On the third line, the cards active for that stage are revealed. There are seven kinds of cards: FWD1, FWD2, FWD3, RVS1, LF90, RT90, and UTRN. There are also RVS2, RVS3, IDLE, SLF1, and SRT1 cards, but they are only available after the proper upgrades. Cards are dealt from a pre-set deck. All players have the same opportunity to get cards. The additional cards available after reaching two upgrade stations are dealt in from the beginning. If these cards appear among the cards a player is dealt, but the player cannot use them at this time, they are removed and the first cards in the deck that they can use are added instead. There is an electrified fence around the perimeter of the entire board. If a robot moves to leave the board, whether because of their program or if moved by other robots or board mechanisms, the robot will lose 2 HP and will encounter an obstacle.
The next line lists what the outcomes of the cards are. Robot movement and turning reports are exactly as in regular BotWars. There are some items on the board that can affect a robot (or vice versa) as it moves. Robot interaction and "obstacles" are exactly as they are in regular BotWars.
There will be new mechanisms in these rooms that you will not have encountered before. Figuring out how they work is part of the challenge. In some cases they work very simply, and in others they are more tricky. In all cases, your job is not necessarily to figure out how the devices work, but to get past them, open the gates and get both your robots through them.
Robots are not armed with lasers at the beginning of the game. The only robots on the board (in the first room, at least) are your own two robots, so no lasers are needed. However, there may be an opportunity for a robot to gain a laser as an option later on.

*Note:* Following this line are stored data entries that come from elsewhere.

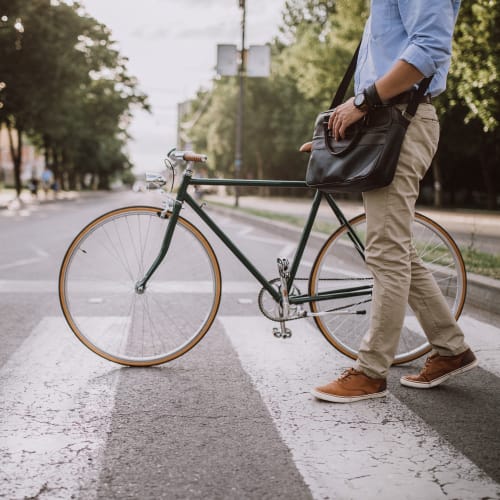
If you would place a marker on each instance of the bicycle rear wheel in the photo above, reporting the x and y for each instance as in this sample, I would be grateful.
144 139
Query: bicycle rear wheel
97 287
339 265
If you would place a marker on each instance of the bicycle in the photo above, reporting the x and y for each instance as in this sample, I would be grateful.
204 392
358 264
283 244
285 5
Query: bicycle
141 285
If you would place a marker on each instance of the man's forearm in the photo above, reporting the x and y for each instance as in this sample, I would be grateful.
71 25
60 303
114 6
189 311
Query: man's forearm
401 77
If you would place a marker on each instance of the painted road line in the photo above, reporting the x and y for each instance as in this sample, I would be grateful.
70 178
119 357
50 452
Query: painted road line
372 449
55 412
47 286
484 340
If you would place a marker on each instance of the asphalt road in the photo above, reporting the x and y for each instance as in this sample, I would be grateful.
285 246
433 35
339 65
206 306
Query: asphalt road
231 419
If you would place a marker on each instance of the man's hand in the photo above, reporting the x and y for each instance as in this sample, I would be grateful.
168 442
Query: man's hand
344 115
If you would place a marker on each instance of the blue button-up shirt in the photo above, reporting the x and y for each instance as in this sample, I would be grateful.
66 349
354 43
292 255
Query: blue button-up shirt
417 31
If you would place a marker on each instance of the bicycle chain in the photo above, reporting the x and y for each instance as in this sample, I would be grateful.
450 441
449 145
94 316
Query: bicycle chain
274 318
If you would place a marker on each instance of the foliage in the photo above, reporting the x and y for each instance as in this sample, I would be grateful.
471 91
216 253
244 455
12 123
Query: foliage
68 89
317 39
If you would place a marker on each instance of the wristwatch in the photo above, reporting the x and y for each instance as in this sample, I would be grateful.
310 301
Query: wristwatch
361 102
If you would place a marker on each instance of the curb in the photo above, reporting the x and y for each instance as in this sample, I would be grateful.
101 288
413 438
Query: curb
482 292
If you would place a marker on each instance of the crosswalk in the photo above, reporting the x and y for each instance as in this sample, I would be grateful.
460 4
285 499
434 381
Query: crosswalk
57 407
368 450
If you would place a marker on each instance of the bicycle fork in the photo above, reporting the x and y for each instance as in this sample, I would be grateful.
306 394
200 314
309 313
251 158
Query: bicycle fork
284 272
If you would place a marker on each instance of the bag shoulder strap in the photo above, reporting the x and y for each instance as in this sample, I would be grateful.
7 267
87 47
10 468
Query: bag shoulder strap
411 109
344 84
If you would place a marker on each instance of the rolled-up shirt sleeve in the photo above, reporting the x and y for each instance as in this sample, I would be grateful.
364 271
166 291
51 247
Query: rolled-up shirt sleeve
429 25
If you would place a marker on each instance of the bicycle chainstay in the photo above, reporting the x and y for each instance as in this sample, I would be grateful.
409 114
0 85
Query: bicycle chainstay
277 316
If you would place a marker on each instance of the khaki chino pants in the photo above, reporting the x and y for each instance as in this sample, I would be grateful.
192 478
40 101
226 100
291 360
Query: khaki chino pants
399 275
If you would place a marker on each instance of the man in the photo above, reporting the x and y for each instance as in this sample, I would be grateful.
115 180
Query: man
403 42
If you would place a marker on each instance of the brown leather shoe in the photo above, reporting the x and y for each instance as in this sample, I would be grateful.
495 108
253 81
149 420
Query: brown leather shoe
351 386
438 368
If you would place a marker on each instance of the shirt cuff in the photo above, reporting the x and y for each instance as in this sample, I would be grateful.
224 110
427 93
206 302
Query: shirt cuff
417 57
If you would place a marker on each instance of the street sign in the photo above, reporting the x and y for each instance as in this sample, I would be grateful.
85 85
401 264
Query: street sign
259 61
227 60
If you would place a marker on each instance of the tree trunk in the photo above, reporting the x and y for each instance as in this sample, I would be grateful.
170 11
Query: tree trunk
16 154
263 190
488 170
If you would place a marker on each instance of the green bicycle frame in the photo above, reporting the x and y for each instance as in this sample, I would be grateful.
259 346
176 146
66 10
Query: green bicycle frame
184 197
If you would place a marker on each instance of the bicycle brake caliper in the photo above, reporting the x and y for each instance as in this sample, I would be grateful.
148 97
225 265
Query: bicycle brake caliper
283 269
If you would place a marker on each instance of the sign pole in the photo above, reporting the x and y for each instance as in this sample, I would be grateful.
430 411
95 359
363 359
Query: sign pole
238 161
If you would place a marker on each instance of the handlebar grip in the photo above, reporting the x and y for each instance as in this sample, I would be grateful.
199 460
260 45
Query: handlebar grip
191 156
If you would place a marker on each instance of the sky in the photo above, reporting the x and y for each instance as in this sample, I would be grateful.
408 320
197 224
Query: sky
172 50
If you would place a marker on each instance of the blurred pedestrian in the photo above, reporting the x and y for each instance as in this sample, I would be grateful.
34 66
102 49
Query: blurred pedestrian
403 42
47 180
33 186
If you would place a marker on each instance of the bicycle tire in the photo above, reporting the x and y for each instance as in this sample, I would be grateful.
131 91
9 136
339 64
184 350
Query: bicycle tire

Hit points and destruction are exactly as they are in regular BotWars. Damage is as it is in regular BotWars, with these exceptions: Damage fuses registers and prevents your robot from receiving new cards. If a robot's program is long enough to reach a fused register, then any fused registers immediately after that are carried out regardless of the length of the other robot's program. The ninth register is fused first, then the eighth, and so on for each point of damage. Unused (empty) registers that get fused are filled with the first viable card from the top of the unused deck. If one of your robots is destroyed, the other robot may complete its turn. It takes a robot one turn to pass through a room that it has already completed. During such a turn, that robot is out of player control, and will not receive cards during those turns. The program for the other robot may be of any length. For example, if a robot is destroyed during the third room in the series, the replacement robot will take two turns to catch up from its starting point in the first room. A robot destroyed in the first room will be available for programming immediately. Players have an endless supply of robots, but remember that both robots must be ready to leave a room before the next room opens up, so don't waste them.
Wrench squares do not act as checkpoints in the Geek-o Challenge. They can only be used to repair damage. After this, the next stage begins, starting with a depiction of the board as it now stands.
After all stages are completed, a final graphic showing the state of the board at the end of the turn appears, then the table covering the end-of-turn actions. They are:
The robots' names on line 1.
The robots' modes on line 2.
If a robot's mode was "destroyed" the robot will be reinstated in the indicated square in room number one.
The fifth line may not appear. It lists the upgrades stations a robot has visited, if any, and the extra card types it can use.
The sixth line may not appear. It lists whatever options, if any, robots have accumulated. Options cannot be sacrificed in place of taking a hit of damage.